MCS (Modulation and Coding Scheme) is an index defining the modulation (BPSK up to 1024-QAM in Wi-Fi 6) and coding rate. A higher MCS packs more bits per symbol but needs a stronger, cleaner signal (high SNR).

Channel width sets how many sub-carriers are available — double the width roughly doubles the rate. Wi-Fi 6/6E supports 20/40/80/160 MHz; Wi-Fi 7 adds 320 MHz on 6 GHz.

The PHY rate is the product: spatial streams × bits-per-symbol (MCS) × channel width × guard-interval factor. So a 2x2 client at MCS 11 on 80 MHz reaches far higher rates than a 1x1 client at MCS 7 on 20 MHz.

👉 Interview tip: Note clients often limit the rate — a 1x1 phone won't hit the AP's 4x4 maximum, and weak SNR forces a lower MCS.

The 6 GHz band is a fresh start, so the standard mandates WPA3 (and OWE/Enhanced Open for open networks) — no WPA2, no legacy PSK. This guarantees modern encryption (SAE, no downgrade attacks) and forces a clean security baseline across all 6E devices.

Preferred Scanning Channels (PSC): with up to 59 channels, scanning all of them is slow. PSCs are a defined subset (every 4th 20 MHz channel) that APs should beacon on and clients scan first, making discovery and roaming fast and efficient.

Power classes shape coverage:

• LPI (Low Power Indoor) — lower EIRP, no external antennas, indoor-only; the default for enterprise APs.
• SP (Standard Power) — higher EIRP for larger or outdoor coverage, but requires AFC (Automated Frequency Coordination) to avoid incumbents.
• VLP (Very Low Power) — the lowest EIRP, allowed indoor and outdoor with no AFC; used for short-range, portable, and wearable devices.

👉 Interview tip: Say design APs/SSIDs on PSC channels, plan for LPI's reduced range (denser APs), and use SP+AFC only where coverage demands it.

Wi-Fi 7 (802.11be) builds on 6E with three headline features:

• MLO (Multi-Link Operation) — a client connects across multiple bands/links (e.g. 5 GHz + 6 GHz) at once, aggregating throughput or using one link for reliability/low latency.
• 320 MHz channels — double Wi-Fi 6E's 160 MHz width, only feasible in the wide 6 GHz band, for very high throughput.
• 4096-QAM (4K-QAM) — ~20% more bits per symbol than 1024-QAM under strong signal.

These shift the design conversation: you plan for even denser, high-SNR cells (4K-QAM and 320 MHz need clean RF), reserve enough contiguous 6 GHz spectrum for 320 MHz, and treat MLO as a reason to keep multiple bands healthy rather than steering everything to 6 GHz.

👉 Interview tip: Frame Wi-Fi 7 as evolution, not rip-and-replace — a 6E design is forward-compatible and 6E APs coexist with Wi-Fi 7 clients.

In AOS-8, the Mobility Conductor (renamed from Mobility Master) is the central management and configuration brain. It holds the master configuration, pushes it down to controllers, and handles licensing, WLAN/RF config, and centralized monitoring.
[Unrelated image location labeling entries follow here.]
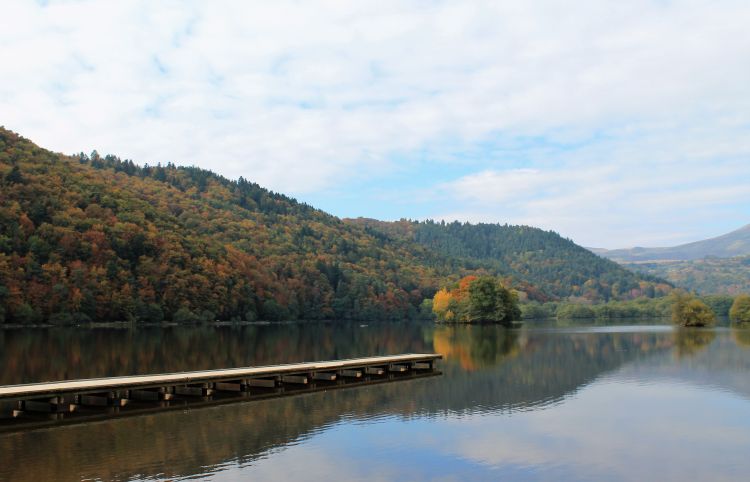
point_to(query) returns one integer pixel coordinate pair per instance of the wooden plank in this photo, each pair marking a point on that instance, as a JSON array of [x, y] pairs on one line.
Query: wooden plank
[[260, 382], [228, 386], [47, 407], [34, 390], [350, 373], [294, 379], [326, 376], [94, 400], [193, 391], [150, 395]]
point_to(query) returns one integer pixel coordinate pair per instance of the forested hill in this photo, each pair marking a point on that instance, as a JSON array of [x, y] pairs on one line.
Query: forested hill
[[99, 238], [735, 243], [548, 262]]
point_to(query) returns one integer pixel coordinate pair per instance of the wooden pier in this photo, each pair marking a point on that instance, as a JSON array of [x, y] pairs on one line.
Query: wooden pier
[[83, 399]]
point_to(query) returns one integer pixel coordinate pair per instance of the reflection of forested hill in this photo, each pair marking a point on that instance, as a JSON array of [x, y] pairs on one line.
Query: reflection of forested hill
[[487, 368], [720, 361]]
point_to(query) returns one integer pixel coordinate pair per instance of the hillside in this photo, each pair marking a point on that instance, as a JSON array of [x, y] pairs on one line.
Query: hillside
[[736, 243], [730, 276], [528, 257], [100, 238]]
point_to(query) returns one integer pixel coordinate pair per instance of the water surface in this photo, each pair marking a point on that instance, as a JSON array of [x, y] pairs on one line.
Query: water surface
[[574, 402]]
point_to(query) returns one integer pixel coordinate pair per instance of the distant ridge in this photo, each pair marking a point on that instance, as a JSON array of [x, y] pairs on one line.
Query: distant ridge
[[736, 243]]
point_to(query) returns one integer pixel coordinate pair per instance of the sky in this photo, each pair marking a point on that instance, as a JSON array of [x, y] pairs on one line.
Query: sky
[[613, 123]]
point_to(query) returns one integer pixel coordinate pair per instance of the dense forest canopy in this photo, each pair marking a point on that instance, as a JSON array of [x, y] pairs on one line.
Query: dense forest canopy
[[540, 263], [98, 238], [708, 275]]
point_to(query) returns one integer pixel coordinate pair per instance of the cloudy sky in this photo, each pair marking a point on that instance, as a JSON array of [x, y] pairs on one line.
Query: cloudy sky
[[614, 123]]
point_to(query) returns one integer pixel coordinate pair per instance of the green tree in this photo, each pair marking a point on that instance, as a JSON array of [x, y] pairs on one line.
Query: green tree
[[687, 310], [740, 310]]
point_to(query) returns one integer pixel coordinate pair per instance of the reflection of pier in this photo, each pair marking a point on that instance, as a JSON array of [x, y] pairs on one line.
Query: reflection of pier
[[84, 399]]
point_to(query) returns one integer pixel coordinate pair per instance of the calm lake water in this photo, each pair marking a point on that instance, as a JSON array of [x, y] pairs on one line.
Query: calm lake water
[[546, 402]]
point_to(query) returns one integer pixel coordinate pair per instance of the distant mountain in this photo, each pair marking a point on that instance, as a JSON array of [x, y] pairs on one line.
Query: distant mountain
[[729, 276], [90, 237], [736, 243], [543, 263]]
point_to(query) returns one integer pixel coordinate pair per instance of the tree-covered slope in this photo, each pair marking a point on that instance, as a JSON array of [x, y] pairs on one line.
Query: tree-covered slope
[[529, 257], [736, 243], [98, 238], [103, 239], [730, 276]]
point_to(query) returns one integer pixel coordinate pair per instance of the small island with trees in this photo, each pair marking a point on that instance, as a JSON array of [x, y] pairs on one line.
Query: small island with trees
[[475, 299]]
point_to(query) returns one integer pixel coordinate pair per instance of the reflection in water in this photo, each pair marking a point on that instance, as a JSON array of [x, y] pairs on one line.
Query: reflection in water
[[530, 403], [741, 334], [476, 346], [689, 341]]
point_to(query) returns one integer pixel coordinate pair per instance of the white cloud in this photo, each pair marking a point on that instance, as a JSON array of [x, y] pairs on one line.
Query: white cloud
[[302, 96]]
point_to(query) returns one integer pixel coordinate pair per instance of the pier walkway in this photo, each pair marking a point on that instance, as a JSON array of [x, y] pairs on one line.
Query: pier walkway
[[113, 395]]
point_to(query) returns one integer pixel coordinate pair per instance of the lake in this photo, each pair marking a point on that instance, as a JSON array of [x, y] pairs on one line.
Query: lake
[[548, 401]]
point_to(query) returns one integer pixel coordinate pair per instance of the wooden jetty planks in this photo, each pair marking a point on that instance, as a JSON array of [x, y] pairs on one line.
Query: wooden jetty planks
[[138, 383]]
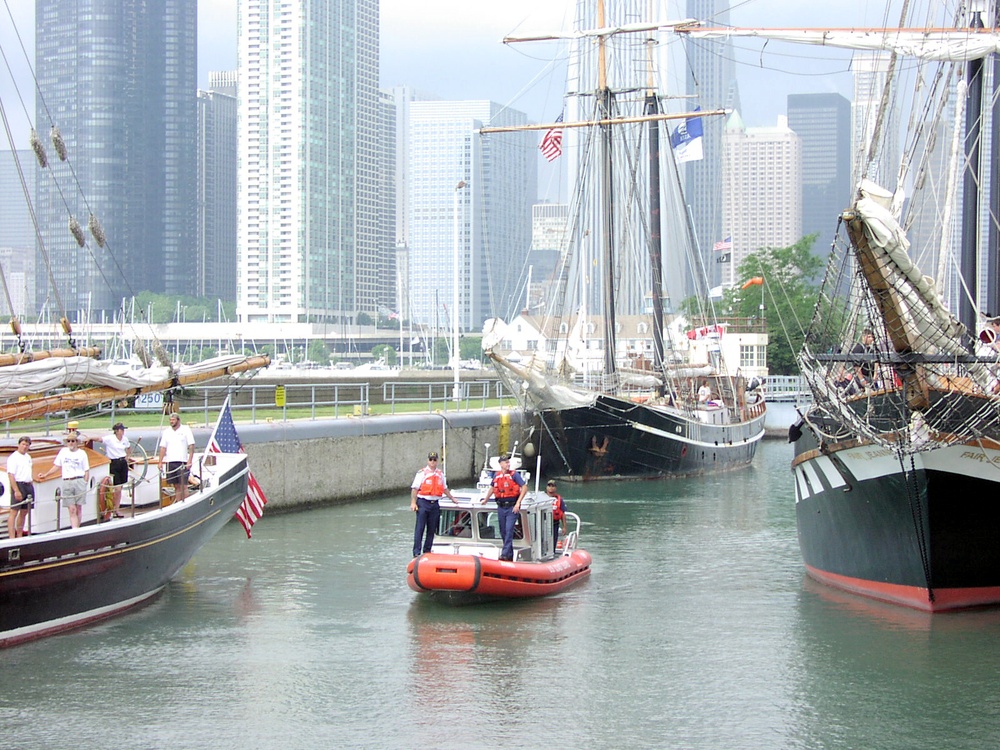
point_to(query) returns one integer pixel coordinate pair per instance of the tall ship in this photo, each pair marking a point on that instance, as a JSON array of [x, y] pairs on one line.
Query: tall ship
[[650, 404], [67, 561], [897, 463]]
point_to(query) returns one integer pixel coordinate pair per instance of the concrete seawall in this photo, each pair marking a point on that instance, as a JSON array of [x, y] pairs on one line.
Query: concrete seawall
[[326, 461]]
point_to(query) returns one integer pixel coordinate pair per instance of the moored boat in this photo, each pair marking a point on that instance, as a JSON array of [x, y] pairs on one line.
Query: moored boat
[[612, 401], [463, 566], [59, 578], [895, 462]]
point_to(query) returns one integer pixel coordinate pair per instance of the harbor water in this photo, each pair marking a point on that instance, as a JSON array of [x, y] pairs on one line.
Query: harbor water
[[697, 629]]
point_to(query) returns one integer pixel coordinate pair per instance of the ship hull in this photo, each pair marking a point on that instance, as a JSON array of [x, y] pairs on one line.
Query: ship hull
[[921, 532], [50, 583], [616, 438]]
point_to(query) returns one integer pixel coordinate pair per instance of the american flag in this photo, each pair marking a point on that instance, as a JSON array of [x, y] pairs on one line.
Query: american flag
[[225, 440], [551, 145]]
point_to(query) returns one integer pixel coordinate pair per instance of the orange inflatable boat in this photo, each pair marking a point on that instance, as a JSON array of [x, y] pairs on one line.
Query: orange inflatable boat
[[463, 568]]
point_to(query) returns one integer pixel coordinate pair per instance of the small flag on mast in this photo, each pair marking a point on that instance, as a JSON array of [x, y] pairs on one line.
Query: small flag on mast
[[687, 139], [551, 145], [224, 439], [723, 245]]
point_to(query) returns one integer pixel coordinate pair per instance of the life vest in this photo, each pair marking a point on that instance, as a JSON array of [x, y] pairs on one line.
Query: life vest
[[505, 487], [433, 484], [558, 513]]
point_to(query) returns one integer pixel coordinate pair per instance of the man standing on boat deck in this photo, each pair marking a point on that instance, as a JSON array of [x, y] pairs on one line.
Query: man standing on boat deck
[[509, 488], [428, 487], [177, 449], [75, 466], [21, 488], [558, 511], [119, 450]]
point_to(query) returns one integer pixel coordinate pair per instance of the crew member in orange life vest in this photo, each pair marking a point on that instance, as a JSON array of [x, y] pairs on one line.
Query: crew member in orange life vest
[[558, 511], [509, 488], [428, 486]]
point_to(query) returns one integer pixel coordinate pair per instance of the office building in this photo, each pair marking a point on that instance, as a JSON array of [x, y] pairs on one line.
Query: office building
[[823, 124], [118, 78], [215, 260], [308, 226], [473, 192], [711, 80], [761, 195]]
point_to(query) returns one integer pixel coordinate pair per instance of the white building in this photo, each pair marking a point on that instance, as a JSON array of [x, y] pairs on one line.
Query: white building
[[309, 231], [488, 218], [761, 191], [743, 347]]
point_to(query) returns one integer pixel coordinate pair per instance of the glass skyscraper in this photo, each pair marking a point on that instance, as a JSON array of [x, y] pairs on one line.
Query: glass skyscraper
[[117, 77], [310, 241]]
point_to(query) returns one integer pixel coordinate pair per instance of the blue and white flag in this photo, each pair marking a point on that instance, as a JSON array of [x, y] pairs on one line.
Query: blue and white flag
[[686, 140]]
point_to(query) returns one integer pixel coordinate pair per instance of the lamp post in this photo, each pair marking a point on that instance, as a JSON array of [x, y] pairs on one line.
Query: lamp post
[[456, 389]]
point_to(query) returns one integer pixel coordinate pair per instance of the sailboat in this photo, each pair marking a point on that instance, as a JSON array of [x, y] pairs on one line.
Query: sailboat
[[635, 414], [897, 463], [58, 571]]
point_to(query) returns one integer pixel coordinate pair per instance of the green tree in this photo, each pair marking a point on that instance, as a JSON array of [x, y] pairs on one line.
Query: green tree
[[786, 298]]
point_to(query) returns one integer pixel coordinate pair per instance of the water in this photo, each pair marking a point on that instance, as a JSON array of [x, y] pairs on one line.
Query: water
[[697, 629]]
It does not usually terminate AP tunnels or forward client traffic.

A Mobility Controller (MD = Managed Device) is the workhorse: APs build tunnels to it, clients authenticate through it, and user data is forwarded by it.

Analogy: the Conductor is the orchestra conductor writing the score; the MD is a musician actually playing the notes for the audience (clients).
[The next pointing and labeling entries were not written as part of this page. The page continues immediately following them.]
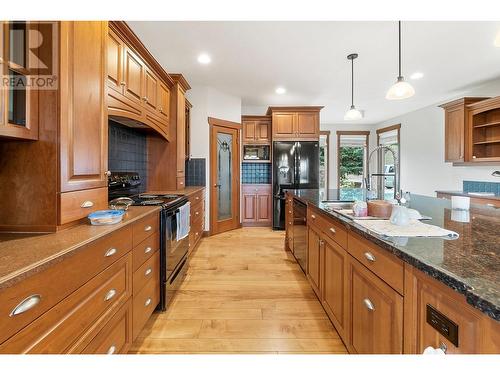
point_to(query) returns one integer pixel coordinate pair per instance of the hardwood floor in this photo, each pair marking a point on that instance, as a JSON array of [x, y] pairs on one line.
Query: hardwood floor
[[243, 294]]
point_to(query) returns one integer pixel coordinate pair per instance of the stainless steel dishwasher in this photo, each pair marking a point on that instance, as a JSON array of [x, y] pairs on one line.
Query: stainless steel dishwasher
[[299, 229]]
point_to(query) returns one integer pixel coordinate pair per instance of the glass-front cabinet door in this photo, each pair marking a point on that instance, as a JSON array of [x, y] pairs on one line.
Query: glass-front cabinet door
[[19, 94]]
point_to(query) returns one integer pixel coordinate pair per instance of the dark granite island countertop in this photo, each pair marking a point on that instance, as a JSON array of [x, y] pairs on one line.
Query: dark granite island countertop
[[470, 264]]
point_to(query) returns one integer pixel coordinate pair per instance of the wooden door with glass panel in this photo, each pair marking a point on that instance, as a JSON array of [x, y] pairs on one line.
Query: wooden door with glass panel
[[224, 176]]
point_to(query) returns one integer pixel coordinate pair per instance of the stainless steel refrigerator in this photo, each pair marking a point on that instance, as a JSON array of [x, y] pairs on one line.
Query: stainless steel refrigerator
[[295, 166]]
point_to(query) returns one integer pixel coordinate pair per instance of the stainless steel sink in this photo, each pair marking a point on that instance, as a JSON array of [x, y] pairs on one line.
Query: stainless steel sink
[[338, 205]]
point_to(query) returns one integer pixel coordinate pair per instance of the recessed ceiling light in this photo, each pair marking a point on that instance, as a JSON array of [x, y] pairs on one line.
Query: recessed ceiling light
[[417, 75], [497, 40], [204, 59]]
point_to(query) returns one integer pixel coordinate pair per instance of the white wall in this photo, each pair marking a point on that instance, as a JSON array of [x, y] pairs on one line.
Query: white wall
[[423, 169], [209, 102], [332, 148]]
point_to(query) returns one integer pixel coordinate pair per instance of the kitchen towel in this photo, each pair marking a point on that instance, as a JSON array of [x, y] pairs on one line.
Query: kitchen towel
[[414, 229], [182, 218]]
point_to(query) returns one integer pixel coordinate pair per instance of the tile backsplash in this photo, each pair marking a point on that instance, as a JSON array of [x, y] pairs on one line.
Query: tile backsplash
[[480, 186], [256, 173], [127, 151], [196, 172]]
• Conductor = control/config plane
• MD = data plane + AP termination

👉 Interview tip: Say clearly that the Conductor manages, the MD forwards — separating control plane from data plane is the whole point.
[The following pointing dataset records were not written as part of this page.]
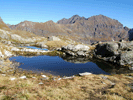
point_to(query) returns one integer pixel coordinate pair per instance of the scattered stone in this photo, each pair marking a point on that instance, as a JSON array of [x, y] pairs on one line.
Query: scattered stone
[[40, 83], [23, 77], [103, 77], [85, 73], [12, 79], [59, 78], [3, 74], [43, 75], [69, 77]]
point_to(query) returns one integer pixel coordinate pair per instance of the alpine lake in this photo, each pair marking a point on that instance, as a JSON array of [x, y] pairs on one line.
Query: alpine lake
[[66, 66]]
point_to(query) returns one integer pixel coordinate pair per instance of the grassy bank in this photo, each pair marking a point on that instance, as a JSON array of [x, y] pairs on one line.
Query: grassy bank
[[91, 87]]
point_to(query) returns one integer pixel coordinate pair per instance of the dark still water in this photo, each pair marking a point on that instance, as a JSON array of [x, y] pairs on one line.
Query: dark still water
[[57, 66]]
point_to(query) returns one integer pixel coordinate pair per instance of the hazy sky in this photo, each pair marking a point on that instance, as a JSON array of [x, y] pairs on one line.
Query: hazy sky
[[15, 11]]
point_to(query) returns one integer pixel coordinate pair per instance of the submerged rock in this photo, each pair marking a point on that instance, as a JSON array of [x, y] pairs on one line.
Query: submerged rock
[[115, 52], [75, 50]]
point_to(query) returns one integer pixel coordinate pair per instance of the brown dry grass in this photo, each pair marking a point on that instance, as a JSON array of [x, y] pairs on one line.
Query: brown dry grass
[[89, 87]]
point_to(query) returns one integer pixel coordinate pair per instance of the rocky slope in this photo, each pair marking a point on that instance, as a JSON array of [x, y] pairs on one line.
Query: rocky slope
[[130, 34], [86, 30]]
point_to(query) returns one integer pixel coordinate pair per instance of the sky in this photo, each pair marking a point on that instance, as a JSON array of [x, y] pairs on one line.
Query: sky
[[16, 11]]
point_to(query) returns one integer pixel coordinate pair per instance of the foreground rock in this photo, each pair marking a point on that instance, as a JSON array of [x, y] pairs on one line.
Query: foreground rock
[[120, 53], [76, 50]]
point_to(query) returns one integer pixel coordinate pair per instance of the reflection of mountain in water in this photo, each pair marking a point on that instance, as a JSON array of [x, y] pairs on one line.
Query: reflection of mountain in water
[[75, 60], [112, 69]]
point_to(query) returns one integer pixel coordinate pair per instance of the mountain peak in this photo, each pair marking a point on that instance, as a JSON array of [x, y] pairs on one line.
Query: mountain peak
[[71, 20]]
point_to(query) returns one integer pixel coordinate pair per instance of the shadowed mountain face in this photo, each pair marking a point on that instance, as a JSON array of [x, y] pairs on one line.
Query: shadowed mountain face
[[80, 29]]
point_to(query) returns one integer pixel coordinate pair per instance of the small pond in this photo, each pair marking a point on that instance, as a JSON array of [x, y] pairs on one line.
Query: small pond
[[57, 66]]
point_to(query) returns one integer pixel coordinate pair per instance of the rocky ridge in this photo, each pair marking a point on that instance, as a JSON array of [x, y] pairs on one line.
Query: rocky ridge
[[84, 30]]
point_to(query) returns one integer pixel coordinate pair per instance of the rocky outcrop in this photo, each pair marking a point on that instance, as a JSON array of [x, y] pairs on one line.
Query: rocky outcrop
[[130, 33], [71, 20], [53, 38], [76, 50], [120, 53], [80, 29]]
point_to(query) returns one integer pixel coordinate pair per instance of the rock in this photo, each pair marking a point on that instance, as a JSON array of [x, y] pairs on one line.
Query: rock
[[85, 73], [70, 53], [107, 50], [76, 50], [69, 77], [53, 38], [7, 53], [45, 78], [23, 77], [3, 74], [80, 53], [130, 34], [15, 49], [126, 58], [81, 47], [12, 79], [59, 78], [1, 55], [42, 44], [43, 75], [103, 77], [40, 83], [131, 68]]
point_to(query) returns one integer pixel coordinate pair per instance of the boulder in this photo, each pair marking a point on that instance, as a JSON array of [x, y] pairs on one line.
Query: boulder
[[126, 58], [1, 55], [53, 38], [42, 44], [79, 47], [8, 53], [85, 73], [107, 49], [130, 34]]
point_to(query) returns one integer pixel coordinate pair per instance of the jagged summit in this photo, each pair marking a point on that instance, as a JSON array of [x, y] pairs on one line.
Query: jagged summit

Aruba Central is HPE's cloud platform that manages APs, gateways, and switches over the internet. AOS-10 is the operating system built for that cloud model.

In AOS-8, configuration and management live on-prem on a Mobility Conductor/controller you own and patch. In AOS-10, the management plane moves to the cloud (Central); APs and gateways connect out to it over an outbound, TLS-encrypted connection on TCP 443 (a persistent WebSocket-style channel).

• AOS-8: you run the controllers; the master config is on-prem.
• AOS-10: Central runs the management; gateways become pure forwarders.

Analogy: AOS-8 is owning your own server room; AOS-10 is renting a managed cloud dashboard.

👉 Interview tip: Stress that in AOS-10 the gateway is no longer the manager — it just forwards traffic; Central is the manager.

• Campus AP (CAP): controller-based. Sits on the trusted LAN, builds a GRE tunnel to a controller/gateway. No local brain.
• Remote AP (RAP): controller-based but lives at home/branch over the internet; builds an IPsec tunnel back to the controller, with survivability if the link drops.
• Instant AP (IAP): controller-less (in the AOS-8 world). The APs elect a Virtual Controller (VC) among themselves — good for small sites with no controller.
• Mesh: a topology, not an AP type. A mesh portal is wired; mesh points relay wirelessly where you cannot cable.

Analogy: CAP/RAP are employees reporting to a manager; IAP is a self-managing small team.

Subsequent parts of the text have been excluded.